Revenue for the same period was up 13 per cent at $1.4 billion, driven by the Oilfield Services (OFS) and Offshore Jack-Up segments, which saw remarkable growth rates of 45 per cent and 31 per cent, respectively.
The ADX-listed company witnessed a substantial 17 per cent year-on-year increase in EBITDA for the first half, reaching $677 million. This growth was attributed to the rise in revenue along with substantial cost savings, resulting in an exceptional EBITDA margin of 47 per cent. The company's strategic efforts to expand its fleet and services offerings also contributed to a 18 per cent year-on-year surge in net profit, reaching $446 million.

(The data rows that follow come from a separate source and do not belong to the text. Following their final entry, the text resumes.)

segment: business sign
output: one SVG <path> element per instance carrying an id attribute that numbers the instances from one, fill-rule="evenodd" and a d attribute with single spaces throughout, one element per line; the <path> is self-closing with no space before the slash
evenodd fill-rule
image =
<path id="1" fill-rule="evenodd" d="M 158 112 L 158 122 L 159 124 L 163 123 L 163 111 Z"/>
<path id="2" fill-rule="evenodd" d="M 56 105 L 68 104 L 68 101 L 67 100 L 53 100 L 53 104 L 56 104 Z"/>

“ADNOC Drilling’s excellent financial performance in the first half of 2023 is testament to our strategy of expanding both our drilling fleet and service offering while also improving our margins through strong cost performance,” said Abdulrahman Abdulla Al Seiari, CEO, ADNOC Drilling. “Moreover, we progressed on our goal to expand the fleet, signing agreements to build 16 hybrid powered land rigs, which also form a significant additional element of our decarbonization strategy.”

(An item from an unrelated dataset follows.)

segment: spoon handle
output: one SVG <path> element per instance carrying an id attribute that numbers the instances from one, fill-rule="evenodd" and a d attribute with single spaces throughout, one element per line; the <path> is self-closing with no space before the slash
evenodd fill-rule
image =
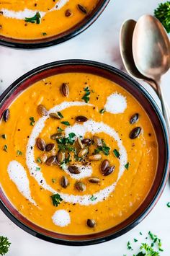
<path id="1" fill-rule="evenodd" d="M 156 82 L 156 84 L 158 88 L 158 96 L 161 100 L 163 115 L 166 123 L 169 134 L 170 135 L 170 118 L 169 115 L 167 105 L 166 105 L 166 100 L 162 90 L 162 87 L 160 85 L 160 82 Z"/>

Strong growth in Offshore Jack-up and OFS segments
ADNOC Drilling experienced robust growth in its Offshore Jack-Up and OFS segments. The Onshore segment's half-year revenue of $701 million was in line with the previous year, as new rigs entering the fleet offset lower year-on-year cost escalation claim reimbursements due to a reduction in diesel prices. The Offshore Jack-Up segment's half-year revenue soared by 31 per cent to $376 million, primarily due to the introduction of five new jack-ups into the operational fleet in the second half of 2022.
The Offshore Island segment recorded a modest 2 per cent year-on-year revenue increase to $103 million in the first half, while the OFS segment experienced substantial revenue growth of 45 per cent year-on-year, amounting to $260 million, driven by expanded activity across its entire portfolio.

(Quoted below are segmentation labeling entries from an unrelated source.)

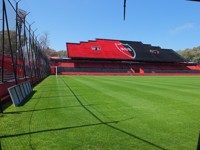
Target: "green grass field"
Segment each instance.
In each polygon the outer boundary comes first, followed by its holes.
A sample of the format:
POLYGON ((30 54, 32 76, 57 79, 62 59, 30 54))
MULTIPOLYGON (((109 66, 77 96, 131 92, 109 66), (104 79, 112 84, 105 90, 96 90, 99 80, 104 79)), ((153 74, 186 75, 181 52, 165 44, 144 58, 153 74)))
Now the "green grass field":
POLYGON ((195 150, 200 77, 49 76, 0 114, 3 150, 195 150))

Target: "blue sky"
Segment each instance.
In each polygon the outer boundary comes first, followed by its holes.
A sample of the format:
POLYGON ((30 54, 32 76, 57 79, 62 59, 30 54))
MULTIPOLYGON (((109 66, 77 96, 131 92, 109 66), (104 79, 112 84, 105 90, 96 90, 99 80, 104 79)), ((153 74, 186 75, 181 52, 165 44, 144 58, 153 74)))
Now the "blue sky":
POLYGON ((50 47, 95 38, 142 41, 183 50, 200 46, 200 3, 186 0, 22 0, 36 35, 49 33, 50 47))

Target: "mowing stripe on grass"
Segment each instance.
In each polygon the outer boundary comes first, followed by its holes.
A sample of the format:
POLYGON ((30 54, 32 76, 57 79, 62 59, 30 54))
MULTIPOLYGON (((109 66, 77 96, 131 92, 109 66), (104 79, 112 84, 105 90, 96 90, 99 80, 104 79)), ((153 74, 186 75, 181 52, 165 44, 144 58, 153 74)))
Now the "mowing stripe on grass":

During the period ADNOC Drilling signed contracts worth over $2.4 billion, including a $2 billion offshore jack-up contract award and a $412 million integrated drilling services contract. The company also signed sale and purchase agreements for the acquisition of two premium offshore jack-ups and 16 newbuild hybrid power land rigs, in line with its commitment to decarbonize operations.